"All you really need to know about The Oscars is that they're the awards that didn't give a Best Picture gong to Citizen Kane, but did give one to Driving Miss Daisy. Just think about that for a moment and try to imagine a world in which Driving Miss Daisy really was the best film you were going to see all year. Be honest. You'd throw yourself off a bridge, wouldn't you?"
As I said when I reviewed his last book, It's Only A Movie, I rarely disagree with Mark Kermode when it comes to cinema. Films, yes, occasionally we quibble over individual movies. Even then, I can usually see his point (even if I disagree). But when it comes to his thoughts on cinema itself, Mark Kermode is my soul brother.
I don't think critics should do the job of watching movies for you. I don't even think they should do the job of telling you which movies to watch. Or what you should think about them. No, I think critics should do the job of watching all the movies and then telling you what they think in a way which is honest, engaging, erudite and (if you're lucky) entertaining.
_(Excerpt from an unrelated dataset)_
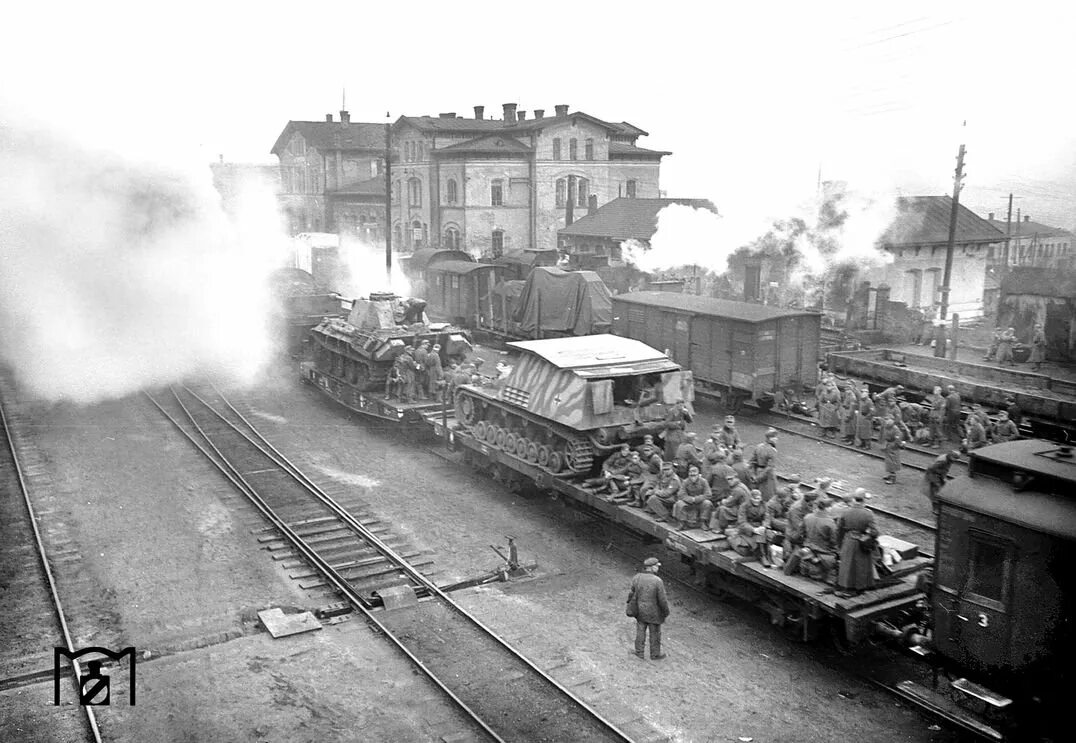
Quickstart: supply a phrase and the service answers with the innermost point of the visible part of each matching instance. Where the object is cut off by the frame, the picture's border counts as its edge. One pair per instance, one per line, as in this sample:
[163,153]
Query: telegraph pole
[947,276]
[388,199]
Beyond that, you're on your own.
His latest book tackles just What's Wrong With Modern Cinema. And I nodded my head so much, Louise thought I'd developed a twitch.
From major problems with the movie-going experience itself (the frustrations of online ticket buying, badly framed films and why popcorn is wrong) to the way Hollywood is screwing up and dumbing down the end product (like me, Kermode has a serious loathing of 3D - though he does point out that the Nazis were big fans) to the thorny question of "What are film critics for anyway?", this book is always entertaining, often hilarious and occasionally infuriating. I shared his frustration and pain - particularly when he was arguing with a pompous cinema "manager" who obviously had little interest in how films were projected onto the screen. Together, we mourned the death of the professional projectionist and looked back fondly on a world where ushers did more than just tear your ticket stub. And when he compares the modern cinema going experience to Westworld minus Yul Brynner... well, I had to shudder.
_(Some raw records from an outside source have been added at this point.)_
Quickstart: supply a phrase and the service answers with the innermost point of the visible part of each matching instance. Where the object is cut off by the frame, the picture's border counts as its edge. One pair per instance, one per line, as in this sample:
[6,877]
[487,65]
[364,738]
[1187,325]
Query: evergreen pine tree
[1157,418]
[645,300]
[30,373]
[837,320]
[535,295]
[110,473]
In the wake of Avatar's bum-numbing stereoscopic success, every half-witted Hollywood producer without an original thought in their coke-addled heads decided that 3D was a cash cow and all future products must be forced to conform to this glutinous economic paradigm forthwith. Never mind the fact that (James) Cameron had spent years gazing at his own navel trying to figure out how to make a game-changing movie in a medium which no one had liked for almost a century. Say what you like about Avatar (that it's infantile, overlong, shamelessly derivative, wildly patronising, and laughably lacking in humour from start to finish - which it is), at least its creator believed in the technological innovations apparently required to bring it to the screen. Never mind that the film looks a million times better in 2D (clearer, sharper, brighter) or that Pandora is a far more immersive world when not viewed through the alienating annoyance of polarised lenses that make everything seem dark, dingy and dismally diminutive. At least Cameron thought he was doing the right thing - like Tony Blair deciding to invade Iraq, only with less tragic results.